Everybody trooped in to a huge flat screen TV and Dave put on the DVD. It played over and over all evening and was a big hit. Most of the folks at the party had been to that run and a lot of 'em were in the movie. Everybody had a great time of the "Look! There's _____ passed out under his bike!" variety. Toward the end of the movie, a young lady pulled down her top, exposing a little slice of heaven. Actually, it wasn't 'little' at all, a honkin' great boobie! This may have been in response to the 'Show yer tits!' sign I had hanging around my neck. Anyway, one guy actually said her name and nobody believed it. Determined to get to the bottom of this, and not minding a little hard work, a small band of guys watched the scene over and over, trying to figure out who it was. They finally did, believe it or not, by her smile. Turns out it was Jamie, in the photo above, who when they told her, promptly grinned and did it again!
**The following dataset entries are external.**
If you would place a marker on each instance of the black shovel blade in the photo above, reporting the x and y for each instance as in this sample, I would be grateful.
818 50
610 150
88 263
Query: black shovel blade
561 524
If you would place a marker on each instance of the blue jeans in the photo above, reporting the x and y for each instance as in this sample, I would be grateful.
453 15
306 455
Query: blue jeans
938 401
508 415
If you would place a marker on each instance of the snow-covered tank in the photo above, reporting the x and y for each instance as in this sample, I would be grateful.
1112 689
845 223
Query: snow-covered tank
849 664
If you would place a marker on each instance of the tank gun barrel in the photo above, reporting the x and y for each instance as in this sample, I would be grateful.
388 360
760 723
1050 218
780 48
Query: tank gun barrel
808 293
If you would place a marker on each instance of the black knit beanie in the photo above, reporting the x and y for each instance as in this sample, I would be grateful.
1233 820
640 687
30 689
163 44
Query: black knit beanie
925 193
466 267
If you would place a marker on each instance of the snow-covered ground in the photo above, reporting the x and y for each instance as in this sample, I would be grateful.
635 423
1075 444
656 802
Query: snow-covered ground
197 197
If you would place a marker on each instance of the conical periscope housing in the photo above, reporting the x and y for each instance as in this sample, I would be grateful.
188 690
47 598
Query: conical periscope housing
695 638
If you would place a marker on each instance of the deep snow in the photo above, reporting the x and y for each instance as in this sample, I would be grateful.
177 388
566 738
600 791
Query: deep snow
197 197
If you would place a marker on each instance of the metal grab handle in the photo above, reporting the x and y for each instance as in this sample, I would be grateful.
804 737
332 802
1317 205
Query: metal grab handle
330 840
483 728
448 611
As a compliment to a pretty lady in her '50s, I must say gravity has ignored her so far!

Another reason I'm glad I gave the DVD to Dave was I knew he could keep control of it and not 'lose' it, and he's going to have to do just that. Everybody wants a copy, and they know there are more to come.
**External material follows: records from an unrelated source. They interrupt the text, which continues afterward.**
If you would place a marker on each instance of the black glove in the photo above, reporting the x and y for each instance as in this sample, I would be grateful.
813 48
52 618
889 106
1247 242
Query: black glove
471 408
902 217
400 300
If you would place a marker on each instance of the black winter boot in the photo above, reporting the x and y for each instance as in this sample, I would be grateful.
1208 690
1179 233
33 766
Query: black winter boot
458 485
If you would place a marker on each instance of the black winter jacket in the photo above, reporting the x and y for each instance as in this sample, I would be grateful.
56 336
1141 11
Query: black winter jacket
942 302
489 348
It was not a huge party, maybe twenty or so people, but it was the best party in years, they tell me. Folks got drunk and stoned and laughed a lot. No bummers except Jamie lost her shoes for a while. A good time was had by all. It would have been worth the trip by itself. Click here to see the birthday cake if you haven't seen it yet.

It must also be said that there was word about folks who are no longer with us. We're at that age, though.

It was the latest night out we've had in years. We were asleep at Dave's house by midnight. The four of us went to breakfast and me'n Mrs. G hit the road for home.

Lotta old memories and a few new ones as well. Couldn't ask for more.

Update:

Since I described Arnie's service, in fairness I should tell you about Dave's. He is a Navy Vet. He was a machinist and has a rather odd service-connected disability because of it. He goes to the VA for all his health needs, and has for 40-some-odd years. He was using a grinding wheel in port when there was less demand on the compressed-air system than at sea and the thing blew apart from excess speed and opened him up from belly button to sternum. I've seen the scar. It is not pretty. I saw him take his shirt off in Mexico once and about a dozen Meskins crossed themselves from being so close to one who had had such a close brush with death.

Dave served on the Bonnie Dick and went ashore in Southeast Asia during the Laotian Incident in '61 I think, perhaps to bolster the Thai government. He doesn't really know why, just that he was tagged for a landing force to augment the ship's Marine detachment. He remembers getting handed a rifle and being told to "do what the Marines tell you". Woulda scared the shit outta me.